EDA: Covariate Shift Analysis ============================= Covariate shift is a phenomenon in machine learning where the distribution of the independent variables in the training and testing data is different. This can occur when the training data and testing data come from different sources, regions or changes over time. This can result in biased model performance, as the model is not generalizing well to the test data. To address covariate shift, various techniques can be used, such as re-sampling the data, adjusting the model to account for the shift, transforming the data to a form not exposed to the shift (i.e. car year make -> car age) or obtaining additional data to balance the distribution of the independent variables. The goal is to ensure that the model is trained and tested on similar data distributions, so that the model is generalizing well when deployed into production.
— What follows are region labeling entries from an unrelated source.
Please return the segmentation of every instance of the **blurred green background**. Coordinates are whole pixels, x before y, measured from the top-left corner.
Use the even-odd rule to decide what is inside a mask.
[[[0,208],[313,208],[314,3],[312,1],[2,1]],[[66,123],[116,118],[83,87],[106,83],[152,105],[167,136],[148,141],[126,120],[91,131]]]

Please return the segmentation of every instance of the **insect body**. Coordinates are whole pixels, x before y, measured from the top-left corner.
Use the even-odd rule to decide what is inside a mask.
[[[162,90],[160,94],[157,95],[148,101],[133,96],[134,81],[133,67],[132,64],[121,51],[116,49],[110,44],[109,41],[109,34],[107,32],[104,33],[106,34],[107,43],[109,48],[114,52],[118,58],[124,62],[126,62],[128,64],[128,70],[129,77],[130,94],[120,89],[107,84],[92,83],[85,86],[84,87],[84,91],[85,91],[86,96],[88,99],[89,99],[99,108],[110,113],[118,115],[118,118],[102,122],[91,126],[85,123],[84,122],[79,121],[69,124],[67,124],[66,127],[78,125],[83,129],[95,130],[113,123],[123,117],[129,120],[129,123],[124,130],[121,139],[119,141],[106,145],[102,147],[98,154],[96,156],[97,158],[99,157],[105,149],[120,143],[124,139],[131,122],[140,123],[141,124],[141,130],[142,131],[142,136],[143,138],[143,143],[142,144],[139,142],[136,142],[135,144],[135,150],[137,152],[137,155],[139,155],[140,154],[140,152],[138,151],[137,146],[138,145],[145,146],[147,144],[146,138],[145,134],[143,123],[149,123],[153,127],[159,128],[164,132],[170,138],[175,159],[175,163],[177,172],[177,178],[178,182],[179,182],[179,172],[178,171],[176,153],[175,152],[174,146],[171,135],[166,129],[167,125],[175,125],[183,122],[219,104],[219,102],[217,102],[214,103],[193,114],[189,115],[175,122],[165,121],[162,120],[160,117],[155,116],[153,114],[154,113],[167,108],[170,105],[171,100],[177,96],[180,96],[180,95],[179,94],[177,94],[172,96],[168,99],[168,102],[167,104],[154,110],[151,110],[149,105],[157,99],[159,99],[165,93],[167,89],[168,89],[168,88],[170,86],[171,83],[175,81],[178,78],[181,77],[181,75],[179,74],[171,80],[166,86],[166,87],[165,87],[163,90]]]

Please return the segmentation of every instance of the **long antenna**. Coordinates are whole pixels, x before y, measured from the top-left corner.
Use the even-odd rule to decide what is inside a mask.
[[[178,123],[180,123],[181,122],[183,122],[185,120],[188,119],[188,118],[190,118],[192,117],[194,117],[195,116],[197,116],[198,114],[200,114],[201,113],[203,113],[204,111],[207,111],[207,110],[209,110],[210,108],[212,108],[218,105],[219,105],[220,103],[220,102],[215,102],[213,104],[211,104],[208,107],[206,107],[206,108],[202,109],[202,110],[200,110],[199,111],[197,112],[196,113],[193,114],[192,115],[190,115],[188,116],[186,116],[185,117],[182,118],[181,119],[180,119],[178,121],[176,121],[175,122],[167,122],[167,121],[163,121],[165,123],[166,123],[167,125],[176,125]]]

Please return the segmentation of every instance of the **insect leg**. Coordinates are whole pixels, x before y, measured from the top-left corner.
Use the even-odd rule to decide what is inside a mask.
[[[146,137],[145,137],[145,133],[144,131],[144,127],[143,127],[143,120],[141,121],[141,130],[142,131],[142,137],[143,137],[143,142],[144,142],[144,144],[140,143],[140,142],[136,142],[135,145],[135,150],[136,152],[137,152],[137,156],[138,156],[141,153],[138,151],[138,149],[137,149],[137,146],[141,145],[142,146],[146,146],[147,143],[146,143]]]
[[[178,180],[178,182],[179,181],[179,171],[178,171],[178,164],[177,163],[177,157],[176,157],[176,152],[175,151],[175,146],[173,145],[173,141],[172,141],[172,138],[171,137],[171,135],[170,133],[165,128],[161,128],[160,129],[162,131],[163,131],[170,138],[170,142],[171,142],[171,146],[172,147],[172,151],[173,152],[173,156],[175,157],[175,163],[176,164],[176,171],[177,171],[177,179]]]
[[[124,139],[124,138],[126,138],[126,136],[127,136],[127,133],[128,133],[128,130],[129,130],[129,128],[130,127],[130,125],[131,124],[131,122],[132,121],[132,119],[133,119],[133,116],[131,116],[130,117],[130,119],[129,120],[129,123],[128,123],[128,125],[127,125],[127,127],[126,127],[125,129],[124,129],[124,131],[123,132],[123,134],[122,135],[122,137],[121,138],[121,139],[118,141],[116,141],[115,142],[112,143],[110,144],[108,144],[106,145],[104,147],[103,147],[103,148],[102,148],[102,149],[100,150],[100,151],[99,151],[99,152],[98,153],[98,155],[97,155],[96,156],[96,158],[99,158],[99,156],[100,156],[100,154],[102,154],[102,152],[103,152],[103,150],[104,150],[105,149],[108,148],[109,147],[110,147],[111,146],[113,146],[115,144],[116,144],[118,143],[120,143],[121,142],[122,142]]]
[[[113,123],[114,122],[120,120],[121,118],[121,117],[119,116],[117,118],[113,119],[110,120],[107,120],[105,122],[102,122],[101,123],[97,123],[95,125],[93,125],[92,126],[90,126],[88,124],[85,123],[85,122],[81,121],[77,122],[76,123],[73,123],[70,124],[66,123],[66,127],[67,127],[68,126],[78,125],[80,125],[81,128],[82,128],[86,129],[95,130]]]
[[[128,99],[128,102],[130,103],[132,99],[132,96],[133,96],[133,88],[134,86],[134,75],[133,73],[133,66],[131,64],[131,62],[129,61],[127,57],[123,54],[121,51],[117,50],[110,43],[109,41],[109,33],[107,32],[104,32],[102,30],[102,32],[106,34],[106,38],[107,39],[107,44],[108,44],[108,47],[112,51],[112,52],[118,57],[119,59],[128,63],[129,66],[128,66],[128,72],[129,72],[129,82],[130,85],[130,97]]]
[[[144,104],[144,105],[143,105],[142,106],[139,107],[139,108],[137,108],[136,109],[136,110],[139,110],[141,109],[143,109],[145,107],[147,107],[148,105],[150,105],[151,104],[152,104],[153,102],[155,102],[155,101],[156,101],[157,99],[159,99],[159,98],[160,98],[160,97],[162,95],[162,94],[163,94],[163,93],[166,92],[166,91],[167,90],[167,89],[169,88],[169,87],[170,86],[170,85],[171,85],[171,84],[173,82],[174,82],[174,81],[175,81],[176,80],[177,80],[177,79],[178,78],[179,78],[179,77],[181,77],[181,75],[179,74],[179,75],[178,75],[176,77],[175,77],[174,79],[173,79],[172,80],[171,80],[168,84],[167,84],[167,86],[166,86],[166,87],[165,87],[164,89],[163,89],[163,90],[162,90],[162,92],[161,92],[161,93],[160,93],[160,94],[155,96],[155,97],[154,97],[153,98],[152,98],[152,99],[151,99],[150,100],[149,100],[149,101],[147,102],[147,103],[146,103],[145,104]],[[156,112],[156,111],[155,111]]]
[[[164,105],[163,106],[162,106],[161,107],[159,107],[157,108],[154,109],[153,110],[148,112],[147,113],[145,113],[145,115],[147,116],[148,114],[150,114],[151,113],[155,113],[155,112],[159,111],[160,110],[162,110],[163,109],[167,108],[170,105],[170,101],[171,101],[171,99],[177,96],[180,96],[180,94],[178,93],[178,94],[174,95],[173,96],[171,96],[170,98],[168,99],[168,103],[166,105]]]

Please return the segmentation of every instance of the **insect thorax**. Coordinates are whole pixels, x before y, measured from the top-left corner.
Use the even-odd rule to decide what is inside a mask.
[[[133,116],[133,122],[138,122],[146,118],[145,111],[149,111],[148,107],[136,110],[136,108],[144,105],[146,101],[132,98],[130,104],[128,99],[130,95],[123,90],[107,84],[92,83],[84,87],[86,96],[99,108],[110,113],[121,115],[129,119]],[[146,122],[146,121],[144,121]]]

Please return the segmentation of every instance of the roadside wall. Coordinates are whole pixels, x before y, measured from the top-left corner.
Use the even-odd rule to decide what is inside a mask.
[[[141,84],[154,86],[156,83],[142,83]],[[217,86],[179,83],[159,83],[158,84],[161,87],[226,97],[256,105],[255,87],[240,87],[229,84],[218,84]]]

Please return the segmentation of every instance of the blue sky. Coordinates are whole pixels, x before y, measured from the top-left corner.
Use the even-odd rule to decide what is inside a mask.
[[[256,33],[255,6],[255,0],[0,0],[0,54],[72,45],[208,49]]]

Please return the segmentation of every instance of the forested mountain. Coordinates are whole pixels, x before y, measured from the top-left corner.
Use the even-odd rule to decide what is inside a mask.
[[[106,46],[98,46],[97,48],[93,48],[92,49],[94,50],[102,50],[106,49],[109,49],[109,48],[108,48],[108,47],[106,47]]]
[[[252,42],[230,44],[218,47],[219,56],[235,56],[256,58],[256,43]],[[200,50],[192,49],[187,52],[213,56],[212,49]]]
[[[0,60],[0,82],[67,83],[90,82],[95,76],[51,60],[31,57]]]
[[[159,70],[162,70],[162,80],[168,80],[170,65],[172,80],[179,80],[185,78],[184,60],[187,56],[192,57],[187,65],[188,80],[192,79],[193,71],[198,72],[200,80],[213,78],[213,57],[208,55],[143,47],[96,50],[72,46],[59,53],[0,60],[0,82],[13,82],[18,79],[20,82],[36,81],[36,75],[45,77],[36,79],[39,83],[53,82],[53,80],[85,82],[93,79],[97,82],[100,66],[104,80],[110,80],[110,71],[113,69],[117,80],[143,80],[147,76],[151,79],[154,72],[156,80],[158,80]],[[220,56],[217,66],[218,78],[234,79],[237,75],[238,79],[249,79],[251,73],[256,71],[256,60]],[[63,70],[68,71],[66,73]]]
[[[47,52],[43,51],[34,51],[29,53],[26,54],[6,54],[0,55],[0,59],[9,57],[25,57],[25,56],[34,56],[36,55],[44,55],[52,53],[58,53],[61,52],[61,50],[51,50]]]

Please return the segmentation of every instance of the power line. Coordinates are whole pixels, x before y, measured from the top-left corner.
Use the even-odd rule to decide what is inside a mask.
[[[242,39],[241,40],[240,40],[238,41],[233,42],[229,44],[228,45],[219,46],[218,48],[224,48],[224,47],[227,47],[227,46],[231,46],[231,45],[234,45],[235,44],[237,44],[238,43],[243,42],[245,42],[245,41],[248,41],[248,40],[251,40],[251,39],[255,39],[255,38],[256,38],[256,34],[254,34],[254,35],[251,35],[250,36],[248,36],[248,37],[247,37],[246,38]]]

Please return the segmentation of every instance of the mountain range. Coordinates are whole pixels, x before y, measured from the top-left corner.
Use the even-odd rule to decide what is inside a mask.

Example ------- Let’s load the titanic dataset: .. code:: python import pandas as pd df_train = pd.read_csv('https://autogluon.s3.amazonaws.com/datasets/titanic/train.csv') df_test = pd.read_csv('https://autogluon.s3.amazonaws.com/datasets/titanic/test.csv') target_col = 'Survived' Now we can perform analysis: .. code:: python import autogluon.eda.auto as auto auto.covariate_shift_detection(train_data=df_train, test_data=df_test, label=target_col) We detected a substantial difference between the training and test X distributions, a type of distribution shift. **Test results**: We can predict whether a sample is in the test vs. training set with a ``roc_auc`` of ``1.0000`` with a p-value of ``0.0010`` (smaller than the threshold of ``0.0100)``. **Feature importances**: The variables that are the most responsible for this shift are those with high feature importance: .. raw:: html
importance | stddev | p_value | n | p99_high | p99_low | |
---|---|---|---|---|---|---|
PassengerId | 0.476397 | 0.032325 | 0.000003 | 5 | 0.542955 | 0.409839 |
Name | 0.000203 | 0.000114 | 0.008298 | 5 | 0.000439 | -0.000033 |